Livrées à elles-mêmes, elles se montrent relativement désarmées.

Excellant dans certains domaines, elles sont contraintes de s’effacer pour ce qui est de la spéculation.

Sans l’aide d’un homme, une femme à Wall Street est semblable à un navire sans gouvernail.

Caitlin devait en fait son poste à l’infortune de son prédécesseur, victime d’un infarctus fatal. Elle savait que des initiés avaient prédit qu’elle ne tiendrait pas plus de deux mois. Certains l’appelaient même « l’intérimaire ».

Pour cette raison – et pour d’autres fortes motivations liées à son histoire personnelle –, elle avait résolu de devenir la chef des services d’inspection de la SEC la plus sévère et la plus dure depuis l’époque où le professeur James Landis s’occupait personnellement du recrutement, et, ce, quel que soit le temps qu’elle passerait à ce poste.

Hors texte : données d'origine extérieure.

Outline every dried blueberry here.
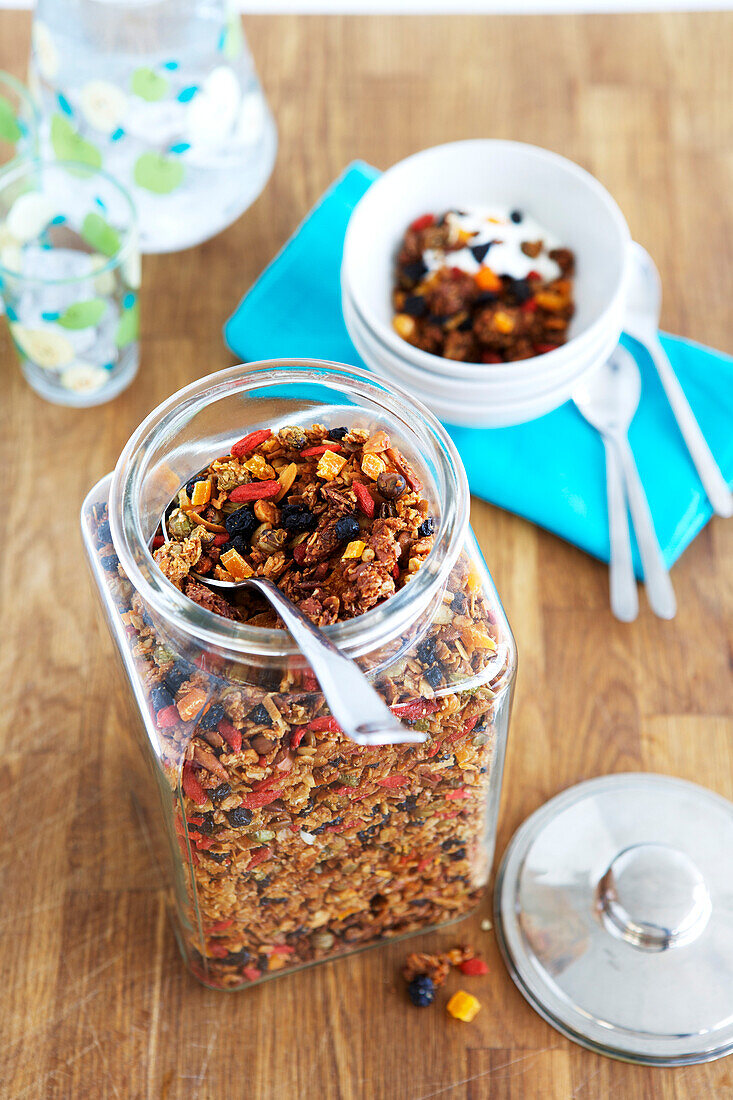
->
[333,516,359,542]
[227,806,252,828]
[402,260,427,283]
[424,664,442,688]
[225,508,260,539]
[150,684,173,714]
[282,504,318,535]
[198,703,225,729]
[163,663,189,695]
[401,294,427,317]
[407,974,435,1009]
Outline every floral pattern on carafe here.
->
[30,0,276,252]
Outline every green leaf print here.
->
[81,211,121,256]
[0,96,23,145]
[114,295,140,348]
[130,65,168,103]
[56,298,107,329]
[51,114,101,168]
[134,153,186,195]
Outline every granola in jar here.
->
[392,209,575,363]
[87,360,514,989]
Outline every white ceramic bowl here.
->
[342,140,630,378]
[341,273,621,405]
[344,288,617,428]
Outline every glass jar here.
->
[81,360,516,989]
[29,0,277,252]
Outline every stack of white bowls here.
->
[341,141,630,428]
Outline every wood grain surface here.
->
[0,13,733,1100]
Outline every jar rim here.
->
[109,359,469,658]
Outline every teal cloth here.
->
[225,162,733,576]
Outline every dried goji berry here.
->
[155,703,179,729]
[409,213,435,233]
[459,959,489,976]
[351,482,375,519]
[376,776,408,787]
[300,442,341,459]
[240,791,280,810]
[306,715,341,734]
[229,481,283,504]
[291,726,306,749]
[231,428,272,459]
[217,718,242,752]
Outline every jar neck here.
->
[110,360,469,667]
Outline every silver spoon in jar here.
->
[161,508,427,745]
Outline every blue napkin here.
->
[225,162,733,576]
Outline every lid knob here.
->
[597,844,712,952]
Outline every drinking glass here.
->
[31,0,276,252]
[0,160,140,406]
[0,69,39,168]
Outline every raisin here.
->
[227,806,252,828]
[282,504,318,535]
[333,516,360,542]
[225,508,260,539]
[401,294,428,317]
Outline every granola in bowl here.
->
[392,209,575,363]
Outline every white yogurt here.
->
[423,207,562,283]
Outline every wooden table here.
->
[0,13,733,1100]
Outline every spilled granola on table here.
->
[88,425,511,989]
[392,208,575,363]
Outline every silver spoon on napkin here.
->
[573,345,677,622]
[624,241,733,516]
[161,508,427,745]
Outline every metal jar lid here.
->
[494,774,733,1066]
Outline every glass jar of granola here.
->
[81,360,516,989]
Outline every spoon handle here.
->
[612,433,677,619]
[644,334,733,516]
[248,578,426,745]
[603,436,638,623]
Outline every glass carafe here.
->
[30,0,276,252]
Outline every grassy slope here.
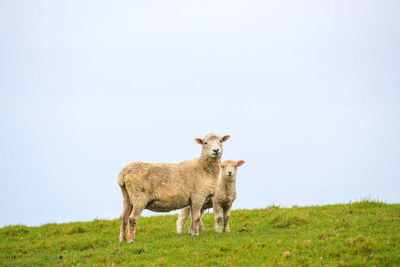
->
[0,201,400,266]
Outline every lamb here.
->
[118,134,230,243]
[176,160,245,234]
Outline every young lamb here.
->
[118,134,229,243]
[176,160,245,234]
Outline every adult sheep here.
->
[118,134,229,243]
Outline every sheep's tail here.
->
[118,174,125,189]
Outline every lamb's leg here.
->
[224,207,231,233]
[189,202,203,236]
[119,187,133,242]
[213,203,223,233]
[176,206,190,234]
[199,209,206,232]
[128,203,146,243]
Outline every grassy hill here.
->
[0,201,400,266]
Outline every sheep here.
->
[176,160,245,234]
[118,134,230,243]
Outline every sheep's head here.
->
[221,159,245,179]
[195,134,230,158]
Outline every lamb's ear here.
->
[222,135,231,142]
[236,160,246,167]
[194,138,203,145]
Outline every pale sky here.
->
[0,0,400,226]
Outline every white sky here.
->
[0,0,400,226]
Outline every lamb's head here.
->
[195,134,230,159]
[221,159,245,179]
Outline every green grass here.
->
[0,201,400,266]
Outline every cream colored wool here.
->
[118,134,229,242]
[176,160,245,234]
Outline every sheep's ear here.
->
[194,138,203,145]
[222,135,231,142]
[236,160,246,167]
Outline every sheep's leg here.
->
[189,202,203,236]
[213,203,223,233]
[119,188,133,242]
[199,209,206,232]
[224,207,231,233]
[176,206,190,234]
[128,203,146,243]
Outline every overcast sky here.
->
[0,0,400,226]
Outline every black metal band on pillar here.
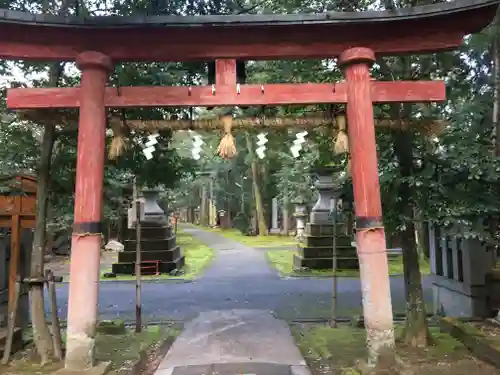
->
[356,216,384,230]
[73,221,103,234]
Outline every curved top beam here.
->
[0,0,500,61]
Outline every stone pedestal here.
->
[429,224,495,317]
[112,190,185,275]
[0,229,33,353]
[294,170,359,269]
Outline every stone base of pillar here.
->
[54,362,111,375]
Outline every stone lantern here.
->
[292,197,307,241]
[310,167,335,225]
[142,189,167,223]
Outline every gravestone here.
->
[293,169,359,269]
[429,224,495,317]
[112,190,185,275]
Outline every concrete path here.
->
[156,310,310,375]
[51,227,432,321]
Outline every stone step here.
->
[305,223,347,236]
[118,246,181,263]
[127,225,173,240]
[111,255,185,275]
[171,362,296,375]
[123,236,175,252]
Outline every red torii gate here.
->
[0,0,500,370]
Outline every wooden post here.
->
[339,48,394,364]
[65,52,112,371]
[134,180,142,333]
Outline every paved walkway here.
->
[156,310,310,375]
[51,227,432,321]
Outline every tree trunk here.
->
[245,132,268,236]
[394,132,430,348]
[30,67,62,364]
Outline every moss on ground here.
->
[266,250,430,277]
[292,324,497,375]
[101,230,215,281]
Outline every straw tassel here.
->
[334,114,349,154]
[217,114,236,159]
[108,118,128,160]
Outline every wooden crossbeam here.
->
[7,81,446,109]
[18,109,445,135]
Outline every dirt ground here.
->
[45,251,118,281]
[292,324,500,375]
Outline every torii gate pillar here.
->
[65,52,113,371]
[339,48,394,362]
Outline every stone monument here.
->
[292,197,307,241]
[112,189,184,275]
[429,224,494,317]
[269,197,281,234]
[293,168,359,269]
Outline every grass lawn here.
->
[292,324,484,375]
[0,324,182,375]
[198,226,297,247]
[101,230,214,281]
[266,250,430,277]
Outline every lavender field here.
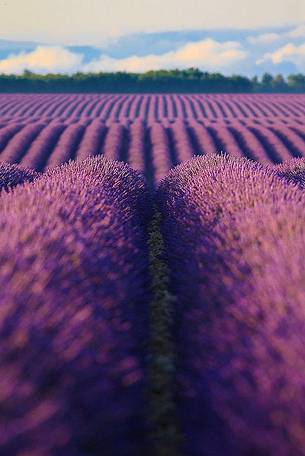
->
[0,94,305,183]
[0,94,305,456]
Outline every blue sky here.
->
[0,0,305,75]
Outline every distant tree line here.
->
[0,68,305,93]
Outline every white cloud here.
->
[83,39,247,72]
[257,43,305,71]
[0,39,247,74]
[0,46,83,74]
[247,33,281,45]
[285,24,305,39]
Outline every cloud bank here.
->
[257,43,305,71]
[0,46,82,74]
[0,39,247,74]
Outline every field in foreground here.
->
[0,95,305,456]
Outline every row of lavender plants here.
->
[0,94,305,121]
[0,119,305,176]
[158,156,305,456]
[0,155,305,456]
[0,158,148,456]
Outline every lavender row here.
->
[158,155,305,456]
[0,121,305,185]
[0,94,305,121]
[0,162,39,191]
[0,158,148,456]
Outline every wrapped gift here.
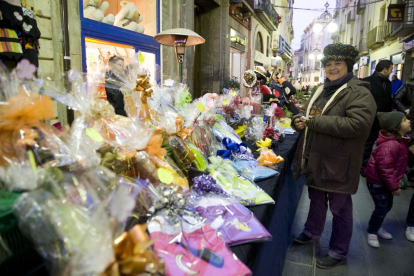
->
[208,156,274,206]
[190,175,272,246]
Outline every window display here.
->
[85,38,160,99]
[83,0,157,36]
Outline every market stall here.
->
[0,41,306,276]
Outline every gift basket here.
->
[148,186,251,276]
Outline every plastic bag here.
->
[212,115,242,144]
[14,169,126,275]
[148,185,251,276]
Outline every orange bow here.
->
[0,93,55,130]
[145,134,167,160]
[0,92,54,165]
[175,116,193,141]
[101,225,163,276]
[257,148,284,167]
[135,74,155,121]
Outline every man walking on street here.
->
[361,59,393,177]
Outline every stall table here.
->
[231,133,304,276]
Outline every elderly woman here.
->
[292,43,376,268]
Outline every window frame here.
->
[79,0,162,83]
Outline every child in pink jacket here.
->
[365,112,411,248]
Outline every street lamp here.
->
[312,1,338,33]
[154,28,206,83]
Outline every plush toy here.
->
[114,1,145,33]
[83,0,115,25]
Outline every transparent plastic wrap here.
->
[245,117,267,142]
[256,138,284,170]
[163,116,208,181]
[232,160,279,183]
[212,114,242,144]
[217,137,254,160]
[173,83,192,108]
[189,175,272,246]
[14,168,123,275]
[148,187,251,276]
[0,70,85,191]
[208,156,274,206]
[46,72,146,158]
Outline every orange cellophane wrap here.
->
[175,116,193,141]
[124,95,138,117]
[135,74,155,121]
[257,148,284,167]
[122,134,189,190]
[0,92,54,165]
[101,225,164,276]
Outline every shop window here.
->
[83,0,158,36]
[255,32,264,54]
[85,37,160,99]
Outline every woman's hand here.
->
[295,118,306,130]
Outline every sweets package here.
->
[190,175,271,246]
[148,184,251,276]
[208,156,274,206]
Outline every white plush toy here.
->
[83,0,115,25]
[114,1,145,33]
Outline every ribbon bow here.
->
[256,138,272,151]
[154,185,198,226]
[101,225,163,276]
[145,134,167,160]
[263,127,279,139]
[257,148,284,167]
[135,74,155,121]
[192,174,230,197]
[217,137,253,159]
[207,156,237,177]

En conséquence, elle se montrait terriblement consciencieuse. D’aucuns prétendaient que Caitlin Dillon était obsédée par les enquêtes portant sur les délits financiers et s’appliquait plus qu’il n’était nécessaire à traquer les malversations des cadres supérieurs des grandes sociétés américaines.

« Je vais te confier un truc, juste entre nous, avait-elle un joui déclaré à l’une de ses amies proches, Meg O’Brian, la rédactrice en chef de la rubrique financière de Newsweek. Les dix hommes les plus recherchés des États-Unis travaillent tous à Wall Street. »

La chef « intérimaire » fit rapidement parler d’elle, au point que les éminences grises de Wall Street en vinrent à souhaiter ardemment la voir remplacée au plus tôt, ce qui ne se produisit pas : Caitlin faisait trop bien son boulot.

Ce matin-là, Caitlin finit par rejoindre son bureau du 13, à sept heures quarante-cinq.

Elle ôta son manteau et, tout en s’asseyant, respira profondément. Un compte rendu des dommages, préparé la veille au soir à son intention, était posé sur son bureau. Elle le parcourut rapidement éprouvant un désespoir grandissant devant l’ampleur des dégâts.

La Federal Reserve Bank

Salomon Brothers

Bankers Trust

Affiliated Fund

Merrill-Lynch

U. S. Trust Corporation

La Depository Trust Company…

Soit quatorze immeubles du centre-ville de New York, partiellement ou entièrement détruits.

Posant sa paume à plat sur le rapport, elle ferma les yeux.

Tout cela la dépassait ; la situation lui paraissait parfaitement ingérable.

Elle rouvrit les yeux.

C’était le début de la deuxième journée d’enquête officielle sur Green Band, et elle n’en savait pas davantage que la veille. Tel un nuage noir, le constat perturbant de cette ignorance obscurcit peu à peu son cerveau.

Ce dimanche s’annonçait très, très long.